近藤隆太
こんどうりゅうた
概要
戦中から戦後にかけて
原爆投下前は広島市水主町(現広島市中区加古町)に父母と共に住んでいたが、原爆投下で天涯孤独となった少年。家で作業をしていた父は木に刺さって即死し、足を怪我した母は彼を殴って石を投げるなどして逃がして死んだため、トラウマになっている。その後、ムスビはじめ仲間達と出会って食料を探し、生き延びていた。
ある日、昼食中だった中岡元と母の隙をついて米を奪った隆太は、仲間の子供達と米を分け合って食べたり、炊き出しの握り飯を受け取っていた時にゲンと遭遇し、弟の進次だと勘違いして追って来た彼をぶん殴る。その後、餓えて江波地区で盗みを働いて捕まった際にバイトの報酬を全額支払ってまで自分を助けてくれたゲンの優しさに感銘を受けて改心し、彼を「あんちゃん」、母の君江を「おばちゃん」と呼んで仲良く暮らす。
疎開先や軍隊から帰還した元の兄達と仲良くなったり、意地悪な大家と孫を懲らしめるなどしていた隆太は、ゲンを利用して半殺しにしたヤクザとその兄貴分をピストルで撃ち殺して行方をくらます。その際にヤクザ者の政に匿われて手先となっていた矢先にゲンと再会し、家族ぐるみの付き合いを始める。
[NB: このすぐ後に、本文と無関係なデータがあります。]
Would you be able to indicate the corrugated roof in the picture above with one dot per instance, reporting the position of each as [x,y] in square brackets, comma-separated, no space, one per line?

だが、彼の更生を快く思わないヤクザの追撃や君江の原爆症を治すために賭場荒らしをして少年院(後に脱走)に送られるなど波乱も多かった。
後半の活躍と旅立ち
少年院から脱走した隆太はお父ちゃんと慕う小説家で元記者の松山老人が書き残した小説を出版して米兵に捕まったり、母のように思っていた君江を京都旅行に連れて行くも彼女を看取る羽目になるなど苦汁をなめる。その後、孤児仲間でガールフレンドの勝子とゲンの知人夏江が縫った洋服を売りさばいて生計を立てていたが、原爆症で夏江やゲンの彼女だった光子が死んだりと悲報が続いた上にムスビまで失う。
激怒した隆太はムスビを薬物中毒にして殺したヤクザとその組長や仲間を殺し、バーのホステスを半殺しにして仇を討つ。警察に出頭すると言う彼に勝子は愛していることを改めて打ち明け、「戦争の犠牲にされたお前が捕まり、責任者である天皇や大臣らが罰されないのは不公平だ」と憤慨して隆太に逃避行を進める。結果、隆太はゲンと別れて勝子と共にトラックの荷台に乗り込み、東京へ行くのであった。